MATT KINCAID/PHOTO A ribbon of singletrack at Whypass.

The trails have existed (then, for motorcycles, and to a lesser extent, horses) at least as far back as the 1980’s. Your author has ridden there since 1995, and they were a different story back then. Trails were built anonymously and with the knowledge that they could be logged over at any time, a kind of cat-and-mouse game between riders and landowners, i.e., logging companies and Bureau of Land Management (BLM). Many trails went straight up and down, without the flow that makes trails more interesting and sustainable. Trailbuilders weren’t especially concerned with proper drainage, and riders could expect to be sunk down to their bottom brackets in mud – and to be completely covered at the end of a ride.

A small group of mountain bikers improved and expanded the trail system in the mid- and late-90’s. At that time, if there was another vehicle in the parking area, the rider would know who else was on the trails. A core group of trail builders flagged routes and gathered crews to build in the expanding network. And sometimes their work would get logged over – ultimately, it was and is a working forest. Sometimes trails could be reclaimed, but often it was a case of keeping at it and building more. 

Over time, trail building techniques evolved, and the network expanded further. The BLM knew about the trails, but “they willfully turned a blind eye,” according to one of the builders. There was talk of approaching  the BLM to legitimize the trail system, but fears of a blanket shutdown of the network, or consequences for illegal trail building, held them back from doing so. Another hesitation was that the club, of which all the key players were members, had started to show off the trail system to the world with an event called the All-Comers Meet, which included guided trail rides, bonfires, beer sponsors and raffle prizes – all without a permit.

KYLE HUGHES/PHOTO Trail crew team scraper on a recent work day at Whypass.

As these stresses were coming to a head, the core group held a meeting (at the home of your author!) to decide whether to, and how to, approach the BLM. The decision was to come clean with the BLM, and not long after, a memorandum of understanding between the BLM and Disciples of Dirt Mountain Bike Club allowed continued use of the trails without expanding the network any further, without taking down trees or without bringing heavy equipment in to build.

The trails were officially blessed around 2012 by the BLM, which earmarked money for parking, a bathroom and some trail improvement. They have sanctioned some technical, rocky downhill trail with jumps and drops for the gravity junkies, while improving and adding to the existing cross- country trail network. The BLM has also embraced mountain biking on land at Alsea Falls, between Monroe and Alsea, and at Sandy Ridge, near Mt. Hood, and riding in both locations has been immensely popular. 

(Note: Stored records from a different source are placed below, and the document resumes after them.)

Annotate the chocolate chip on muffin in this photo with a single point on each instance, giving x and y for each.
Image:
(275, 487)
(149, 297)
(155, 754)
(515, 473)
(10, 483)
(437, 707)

January of 2020 saw the 16th annual All-Comers Meet, billed as “officially the largest free mountain bike event in the Northwest.”  It is billed as an “all-abilities social ride and party – it is not a race.” The 2021 event fell victim to Covid, but its return is fully expected and eagerly awaited.

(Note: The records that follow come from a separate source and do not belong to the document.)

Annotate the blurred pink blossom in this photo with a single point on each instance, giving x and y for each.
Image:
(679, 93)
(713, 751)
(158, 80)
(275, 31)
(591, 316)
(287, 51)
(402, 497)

So jump in. Embrace the mud, because, as improved as these trails are, you will still get muddy – after all, it’s winter in the Northwest. Come prepared with a map or the Trailforks app; the web of trails can be confusing and daunting to newcomers. You’ll get a great outdoor winter adventure, nearby, on two wheels. And maybe four legs as well. And though the network was originally developed as a winter alternative to the more famous trails in our neck of the woods, it has become popular year-round!

BILL RAMSEY/PHOTO Trailbuilder Terry Sayre does a “flow check” on a newly built berm.

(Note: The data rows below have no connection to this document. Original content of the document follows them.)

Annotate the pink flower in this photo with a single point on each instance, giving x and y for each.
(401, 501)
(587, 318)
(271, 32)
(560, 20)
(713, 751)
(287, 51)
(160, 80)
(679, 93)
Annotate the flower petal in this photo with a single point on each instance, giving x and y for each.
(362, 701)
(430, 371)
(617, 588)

To get to the Carpenter Bypass Trail System, drive to Lorane via Hamm Road/Territorial or Cottage Grove-Lorane Highway. From the junction of Territorial Road and Siuslaw River Road, go west on Siuslaw River Road about 1.5 miles (just past milepost 43) to the signed intersection of Carpenter Bypass Road. Turnleft and climb .8 miles to a big pullout on the left, or drive another mile up to the south parking area.